Anyway, they came in after this game, Finny trailing along looking so confused, and Greta and Mare went upstairs to debrief their visit to the magic kingdom and Finn was making his way back to the toy room when Ren told him all about the beast hiding behind El’s cabinet full of Swarovski-and-wire.
“AAAAAAAEEEEK!” he said, weeping his little heart out.
El held him, and gave me — I swear — a dirty look.
Which I passed right along to its rightful owner, Ren. Who informed me that the whole thing had started with Mare so while Finn wept to his mother about monsters I told Mare to go over and make things right.
“There’s no monster,” she said to him. “I … I, well, I made it up.” She shot me a for-the-sake-of-the-children, I-lie sort of look.

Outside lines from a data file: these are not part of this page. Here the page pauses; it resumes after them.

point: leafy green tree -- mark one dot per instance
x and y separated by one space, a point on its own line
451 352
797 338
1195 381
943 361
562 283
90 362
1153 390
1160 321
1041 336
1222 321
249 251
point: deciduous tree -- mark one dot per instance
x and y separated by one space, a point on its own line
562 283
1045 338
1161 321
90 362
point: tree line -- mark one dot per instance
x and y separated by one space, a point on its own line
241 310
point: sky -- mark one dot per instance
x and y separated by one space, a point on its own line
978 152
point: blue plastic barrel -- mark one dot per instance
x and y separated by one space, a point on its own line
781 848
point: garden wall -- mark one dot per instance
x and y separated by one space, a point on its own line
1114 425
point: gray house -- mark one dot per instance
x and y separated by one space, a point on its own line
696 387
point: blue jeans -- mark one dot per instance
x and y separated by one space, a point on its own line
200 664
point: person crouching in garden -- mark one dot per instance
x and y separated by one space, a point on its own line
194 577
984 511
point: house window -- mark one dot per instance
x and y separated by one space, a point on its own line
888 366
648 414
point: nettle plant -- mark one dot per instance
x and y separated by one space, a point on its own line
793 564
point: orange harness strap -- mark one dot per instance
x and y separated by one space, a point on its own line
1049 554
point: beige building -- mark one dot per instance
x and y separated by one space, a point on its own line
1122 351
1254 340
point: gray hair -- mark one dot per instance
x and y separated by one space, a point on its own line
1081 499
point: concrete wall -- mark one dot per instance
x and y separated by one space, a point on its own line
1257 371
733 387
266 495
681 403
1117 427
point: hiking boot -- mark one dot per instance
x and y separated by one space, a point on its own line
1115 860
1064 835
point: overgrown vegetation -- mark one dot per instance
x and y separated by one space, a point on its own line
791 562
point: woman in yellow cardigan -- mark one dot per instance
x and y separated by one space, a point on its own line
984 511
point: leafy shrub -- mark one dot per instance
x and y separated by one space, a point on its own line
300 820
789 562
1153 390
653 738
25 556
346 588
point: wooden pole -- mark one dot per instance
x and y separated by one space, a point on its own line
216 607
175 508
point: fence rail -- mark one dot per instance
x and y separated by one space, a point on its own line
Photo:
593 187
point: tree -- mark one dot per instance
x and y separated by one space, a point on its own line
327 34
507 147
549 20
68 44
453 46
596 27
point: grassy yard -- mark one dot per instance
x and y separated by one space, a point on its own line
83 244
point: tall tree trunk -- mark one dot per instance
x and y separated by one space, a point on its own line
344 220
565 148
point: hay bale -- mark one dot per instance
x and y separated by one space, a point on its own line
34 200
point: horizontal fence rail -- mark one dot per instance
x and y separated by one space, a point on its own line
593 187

“Finn, remember how, in your video game, things happen on the screen … and they aren’t real?” El said in a soothing voice, stroking his head.
No, no he doesn’t know that, El. He doesn’t because he’s a boy. He’s a boy and to him if you see it it’s there, if you don’t it isn’t, and he is not capable of spending sixteen hours parsing it to the satisfaction of his beleaguered heart.
“It’s not real, baby,” she says, stroking his head. “It’s not real, it’s just pretend.”
And Greta, Mare and Ren soothingly stroked his little arms and legs, telling him it will be all right.
And you know why? Because they have the magic swords of Ulderbrand and they will use them to strike down the monster with great force because THAT is what the people of the gold city really want.
And, Finn? — Dude you are totally right to be scared. Some day you’re going to marry a little girl all grown up. And she may not even let you have nightmares in peace.